2. Differences in <prompt> and <enumerate> content
The text in the first parahraph of Section 6 explicitly enumerates differencies in <prompt> and <enumerate> content but forgot to mention the <foreach> tag.
"When <foreach> appears within a <prompt> element, it may contain only those elements valid within <enumerate> (i.e. the same elements allowed within <prompt> less <meta>, <metadata>, and <lexicon>); ..."
Proposed change: "When <foreach> appears within a <prompt> element, it may contain only those elements valid within <enumerate> (i.e. the same elements allowed within <prompt> less <meta>, <metadata>, <lexicon>, and <foreach>); ..."
3. Nesting of <foreach> in <prompt>
The XML Schema allows the <foreach> tag to be only a direct child of the <prompt> tag. Thus, nesting is not possible. Is there any rationale behind not allowing nesting of <foreach> in prompts? Allowing the <foreach> tag to be a child of another <foreach> tag in prompts would cause no harm and could be sometimes helpful. Moreover, nesting of <foreach> within executable content except within a prompt is possible.
We do not propose any change in this respect, we would just like to get some rationale for the current situation. Perhaps it could be explicitly stated in the spec that nesting of <foreach> in prompts is not possible?
Any comments to our proposals are appreciated.

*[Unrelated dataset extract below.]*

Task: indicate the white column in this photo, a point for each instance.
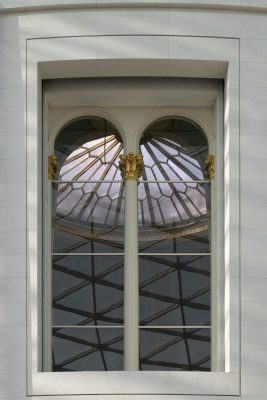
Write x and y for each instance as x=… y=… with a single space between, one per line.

VoiceXML 2.1 specification extends the <grammar> element to support dynamically generated URIs for grammar.(by addition of 'srcexpr' attribute).
I suggest that the same should only be allowed for formitem level grammars. Otherwise for all the grammars declared at dialog scope (or above), the URI has to re-evaluated and the grammar has to be defined again for each input item. This actually defies the concept of keeping a grammar at dialog level.
Also, am not able to find any use case to have the same (at dialog level or above) in any VoiceXML document.
Since, this is not added as a restriction in VoiceXML2.1 specification, all the compliant processors will anyways has to support this. So, this can be added as a restriction for grammar element with 'srcexpr' attribute.
From Titus von der Malsburg:
maybe I'm doing something wrong but my VoiceXML code tends to get a hell of a lot redundant. I use subdialogs, event-handling and XML macros (courtesy of a nice XSLT hack) to factor out common code as much as possible. Unfortunately there are many cases where I could use subdialogs when it was possible to parameterize them with grammars. Whereas it's possible to pass a grammar to a subdialog, the grammar element doesn't provide means for defining grammars programmatically. (Srcexpr is applicable in some situations but in others the grammar cannot be determined until runtime, so that srcexpr isn't very helpful.) What's missing here is an expr attribute as provided by other elements.
I can think of many situations beyond subdialogs where expr could be beneficially used. Since VoiceXML 2.1 already introduced the srcexpr attribute for the grammar element, I suspect that there are no technical reasons that rule out a expr attribute. Therefore I humbly propose to add it in some future version of VoiceXML.
From Greg Inglis:
I agree with Titus von der Malsburg comments on 8/10/06. With the addition of the <data> tag in v2.1 there seems to be some acknowlegement that VXML needed more client processing ablility (this reduces the number of complete VXML page transitions in an application). This is somewhat like the AJAX paradigm.
As an alternative, maybe using a <value> tag within <grammar> tags to dynamically specify the grammar content would be a bit less ambiguous? For example:
... <grammar> <value expr="GenerateSomeGrammar()"/> </grammar>
From Srinivas R Thota:
Unlike the CCXML <fetch> element the VoiceXML <data> element has no type attribute. Can we also have the type attribute for <data> element, so that application writers can explicitly mention the type of the data they are processing on and also the type validation can be done same as like <fetch>.